In this example we showcase EnbPI, a conformal prediction method for time series regression. For data and model definition, we follow the scikit-learn example Time-related feature engineering.

Downloading and preparing the data¶

We download a bike-sharing demand dataset. Given various features, we are interested in predicting the number of bike demand over time.

[1]:

from sklearn.datasets import fetch_openml

bike_sharing = fetch_openml(
    "Bike_Sharing_Demand", version=2, as_frame=True, parser="pandas"
)
df = bike_sharing.frame

[2]:

import matplotlib.pyplot as plt

fig, ax = plt.subplots(figsize=(12, 2))
average_week_demand = df.groupby(["weekday", "hour"])["count"].mean()
average_week_demand.plot(ax=ax)
_ = ax.set(
    title="Average hourly bike demand during the week",
    xticks=[i * 24 for i in range(7)],
    xticklabels=["Sun", "Mon", "Tue", "Wed", "Thu", "Fri", "Sat"],
    xlabel="Time of the week",
    ylabel="Number of bike rentals",
)

../_images/examples_enbpi_ts_regression_5_0.svg

[3]:

from sklearn.model_selection import train_test_split
import numpy as np

df = df.sample(500)
y = df["count"] / df["count"].max()
X = df.drop("count", axis="columns")
X_train, X_test = train_test_split(X, test_size=0.2, shuffle=False)
y_train, y_test = train_test_split(y, test_size=0.2, shuffle=False)

Data bootstrapping¶

EnbPI requires bootstrapping the data, i.e. sampling with replacement random subsets of the time series and training a model for each of these samples.

[4]:

class DataFrameBootstrapper:
    def __init__(self, n_samples: int):
        self.n_samples = n_samples

    def __call__(
        self, X: np.ndarray, y: np.ndarray
    ) -> tuple[np.ndarray, list[tuple[np.ndarray, np.ndarray]]]:
        indices = np.random.choice(y.shape[0], size=(self.n_samples, y.shape[0]))
        return indices, [(X.iloc[idx], y.iloc[idx]) for idx in indices]


import numpy as np

n_bs_samples = 10
bs_indices, bs_train_data = DataFrameBootstrapper(n_samples=n_bs_samples)(
    X_train, y_train
)

Model definition¶

In order to fit the time series, we define a Histogram-based Gradient Boosting Regression Tree, while encoding categorical and ordinal features.

[5]:

from sklearn.pipeline import make_pipeline
from sklearn.preprocessing import OrdinalEncoder
from sklearn.compose import ColumnTransformer
from sklearn.ensemble import HistGradientBoostingRegressor

categorical_columns = ["weather", "season", "holiday", "workingday"]
categories = [
    ["clear", "misty", "rain", "heavy_rain"],
    ["spring", "summer", "fall", "winter"],
    ["False", "True"],
    ["False", "True"],
]
ordinal_encoder = OrdinalEncoder(categories=categories)
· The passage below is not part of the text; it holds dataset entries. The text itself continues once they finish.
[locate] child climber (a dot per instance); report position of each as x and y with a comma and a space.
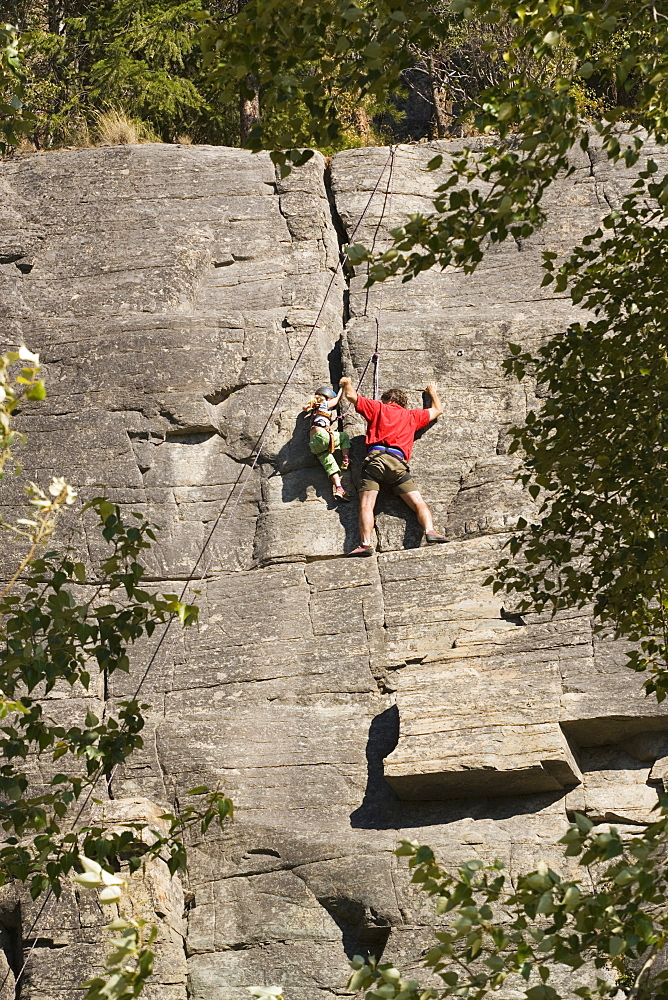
324, 440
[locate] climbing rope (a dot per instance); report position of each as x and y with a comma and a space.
374, 358
50, 897
387, 205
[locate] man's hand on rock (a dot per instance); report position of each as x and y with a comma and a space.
347, 385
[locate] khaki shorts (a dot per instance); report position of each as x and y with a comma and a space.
388, 470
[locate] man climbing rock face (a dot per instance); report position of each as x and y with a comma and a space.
390, 432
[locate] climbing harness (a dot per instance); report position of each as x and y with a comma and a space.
50, 896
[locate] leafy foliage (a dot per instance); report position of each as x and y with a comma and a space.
60, 623
595, 452
15, 121
140, 58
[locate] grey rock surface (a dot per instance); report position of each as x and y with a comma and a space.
342, 704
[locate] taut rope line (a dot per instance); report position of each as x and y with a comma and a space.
50, 897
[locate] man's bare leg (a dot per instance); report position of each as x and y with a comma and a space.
366, 519
416, 503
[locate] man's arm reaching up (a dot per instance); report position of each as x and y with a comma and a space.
436, 408
347, 385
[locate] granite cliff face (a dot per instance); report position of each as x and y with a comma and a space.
342, 704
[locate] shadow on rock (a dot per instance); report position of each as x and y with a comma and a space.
382, 809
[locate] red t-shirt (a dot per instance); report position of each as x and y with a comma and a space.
390, 424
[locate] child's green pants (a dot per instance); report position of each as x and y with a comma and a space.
319, 445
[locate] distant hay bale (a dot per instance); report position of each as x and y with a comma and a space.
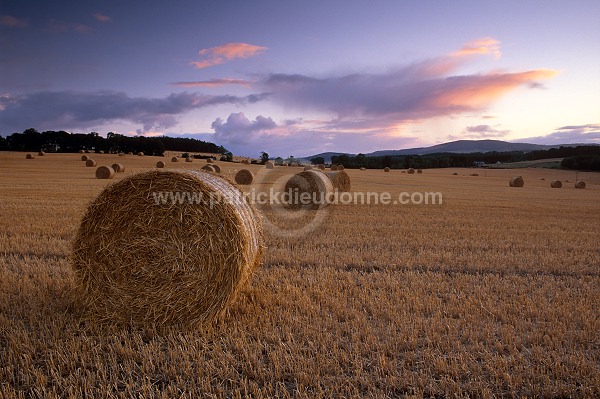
340, 180
310, 189
516, 181
556, 184
118, 167
244, 177
146, 263
104, 172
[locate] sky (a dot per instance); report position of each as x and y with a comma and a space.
299, 78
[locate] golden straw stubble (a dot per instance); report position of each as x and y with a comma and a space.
140, 258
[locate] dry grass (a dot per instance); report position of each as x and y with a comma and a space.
494, 293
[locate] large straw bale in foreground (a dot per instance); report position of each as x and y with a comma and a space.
148, 262
314, 184
516, 181
340, 180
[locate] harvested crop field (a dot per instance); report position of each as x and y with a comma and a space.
493, 293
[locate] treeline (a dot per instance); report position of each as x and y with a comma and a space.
61, 141
584, 156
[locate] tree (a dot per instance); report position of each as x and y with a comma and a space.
264, 157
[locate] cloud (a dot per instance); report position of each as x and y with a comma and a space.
68, 110
101, 17
13, 22
240, 130
215, 83
573, 134
227, 52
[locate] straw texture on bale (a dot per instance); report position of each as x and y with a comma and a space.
318, 186
118, 167
244, 177
516, 181
104, 172
340, 180
147, 263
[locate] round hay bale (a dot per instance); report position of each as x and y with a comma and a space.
147, 263
118, 167
516, 181
340, 180
104, 172
556, 184
244, 177
310, 189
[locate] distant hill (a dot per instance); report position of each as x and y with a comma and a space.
457, 147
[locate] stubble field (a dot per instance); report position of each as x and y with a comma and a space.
493, 293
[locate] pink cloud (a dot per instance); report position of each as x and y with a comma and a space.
12, 22
215, 83
227, 52
101, 17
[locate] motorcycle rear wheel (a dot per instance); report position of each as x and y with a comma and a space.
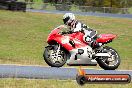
53, 60
104, 61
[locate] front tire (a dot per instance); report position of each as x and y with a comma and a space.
53, 59
104, 62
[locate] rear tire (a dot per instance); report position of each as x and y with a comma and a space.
102, 63
81, 80
47, 58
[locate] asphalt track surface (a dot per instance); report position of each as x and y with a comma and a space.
40, 72
84, 13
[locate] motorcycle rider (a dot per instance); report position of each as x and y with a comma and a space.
76, 26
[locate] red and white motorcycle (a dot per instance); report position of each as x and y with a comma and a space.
71, 49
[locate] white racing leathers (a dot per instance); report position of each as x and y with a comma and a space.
89, 33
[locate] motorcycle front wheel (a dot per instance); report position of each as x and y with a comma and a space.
109, 63
53, 57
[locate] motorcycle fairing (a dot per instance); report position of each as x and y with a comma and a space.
81, 59
103, 38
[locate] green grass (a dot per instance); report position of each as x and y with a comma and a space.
23, 36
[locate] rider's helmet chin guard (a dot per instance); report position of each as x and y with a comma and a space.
68, 18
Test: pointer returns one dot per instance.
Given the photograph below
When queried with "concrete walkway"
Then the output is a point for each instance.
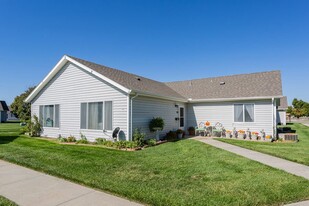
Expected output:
(27, 187)
(288, 166)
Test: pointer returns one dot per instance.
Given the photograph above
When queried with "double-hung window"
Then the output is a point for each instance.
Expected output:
(243, 112)
(49, 115)
(96, 115)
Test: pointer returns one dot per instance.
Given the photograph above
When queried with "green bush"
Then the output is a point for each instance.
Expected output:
(156, 122)
(34, 127)
(131, 144)
(139, 137)
(171, 135)
(82, 140)
(151, 142)
(120, 144)
(63, 139)
(71, 138)
(109, 143)
(100, 141)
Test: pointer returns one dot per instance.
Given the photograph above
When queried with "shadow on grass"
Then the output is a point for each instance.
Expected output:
(8, 139)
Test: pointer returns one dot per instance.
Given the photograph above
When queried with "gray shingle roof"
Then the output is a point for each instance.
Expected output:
(131, 81)
(262, 84)
(283, 103)
(3, 106)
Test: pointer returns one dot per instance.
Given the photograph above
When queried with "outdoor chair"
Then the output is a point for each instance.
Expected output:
(217, 129)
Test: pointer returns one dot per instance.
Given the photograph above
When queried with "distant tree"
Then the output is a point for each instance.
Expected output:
(21, 109)
(289, 110)
(300, 108)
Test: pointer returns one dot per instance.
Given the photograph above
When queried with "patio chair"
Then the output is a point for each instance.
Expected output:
(217, 129)
(200, 128)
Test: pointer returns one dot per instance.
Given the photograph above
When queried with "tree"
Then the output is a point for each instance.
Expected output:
(300, 108)
(21, 109)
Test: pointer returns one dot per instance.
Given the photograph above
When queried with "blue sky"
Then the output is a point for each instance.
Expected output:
(162, 40)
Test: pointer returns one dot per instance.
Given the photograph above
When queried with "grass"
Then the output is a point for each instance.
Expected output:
(186, 172)
(6, 202)
(297, 152)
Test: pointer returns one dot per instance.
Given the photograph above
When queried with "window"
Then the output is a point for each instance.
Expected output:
(93, 113)
(49, 115)
(108, 117)
(243, 112)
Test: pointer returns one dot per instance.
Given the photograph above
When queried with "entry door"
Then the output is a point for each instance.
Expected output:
(181, 117)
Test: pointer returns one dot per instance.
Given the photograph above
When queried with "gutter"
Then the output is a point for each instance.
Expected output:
(190, 100)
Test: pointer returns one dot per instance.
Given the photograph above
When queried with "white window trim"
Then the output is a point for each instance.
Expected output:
(103, 116)
(243, 109)
(54, 116)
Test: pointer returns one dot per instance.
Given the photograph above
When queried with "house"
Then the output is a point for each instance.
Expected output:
(80, 97)
(11, 116)
(281, 111)
(3, 111)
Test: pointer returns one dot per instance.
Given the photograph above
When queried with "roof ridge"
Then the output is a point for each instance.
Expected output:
(108, 67)
(232, 75)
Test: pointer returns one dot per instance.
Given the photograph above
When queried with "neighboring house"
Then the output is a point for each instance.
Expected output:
(11, 116)
(3, 111)
(79, 96)
(281, 111)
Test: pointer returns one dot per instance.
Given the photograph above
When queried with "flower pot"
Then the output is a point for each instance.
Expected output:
(254, 137)
(191, 132)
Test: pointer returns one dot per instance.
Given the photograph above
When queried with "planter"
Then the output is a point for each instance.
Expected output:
(191, 132)
(228, 135)
(254, 137)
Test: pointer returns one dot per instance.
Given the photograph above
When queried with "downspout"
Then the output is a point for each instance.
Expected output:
(131, 118)
(273, 113)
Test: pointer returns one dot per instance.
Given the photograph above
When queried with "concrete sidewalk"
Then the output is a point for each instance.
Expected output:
(28, 187)
(288, 166)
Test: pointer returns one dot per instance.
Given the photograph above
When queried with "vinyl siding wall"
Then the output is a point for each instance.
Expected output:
(223, 112)
(145, 108)
(69, 88)
(281, 117)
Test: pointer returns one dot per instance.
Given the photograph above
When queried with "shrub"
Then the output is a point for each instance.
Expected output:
(108, 143)
(131, 144)
(156, 122)
(34, 127)
(82, 140)
(100, 140)
(120, 144)
(151, 142)
(171, 135)
(63, 139)
(138, 137)
(71, 138)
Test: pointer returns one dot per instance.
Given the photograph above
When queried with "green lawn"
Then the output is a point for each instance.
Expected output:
(6, 202)
(297, 152)
(186, 172)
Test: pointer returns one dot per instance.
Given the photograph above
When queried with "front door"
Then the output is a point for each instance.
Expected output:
(181, 117)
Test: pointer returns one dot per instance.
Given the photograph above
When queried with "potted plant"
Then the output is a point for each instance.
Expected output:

gbrt_pipeline = make_pipeline(
    ColumnTransformer(
        transformers=[
            ("categorical", ordinal_encoder, categorical_columns),
        ],
        remainder="passthrough",
        verbose_feature_names_out=False,
    ),
    HistGradientBoostingRegressor(
        categorical_features=categorical_columns,
    ),
).set_output(transform="pandas")

Model training for each bootstrap sample¶

We are now ready to train the model for each of the bootstrap samples of data. For each bootstrap, we store predictions over all the training and test data points, in the format required by EnbPI.

[6]:

bs_train_preds = np.zeros((n_bs_samples, X_train.shape[0]))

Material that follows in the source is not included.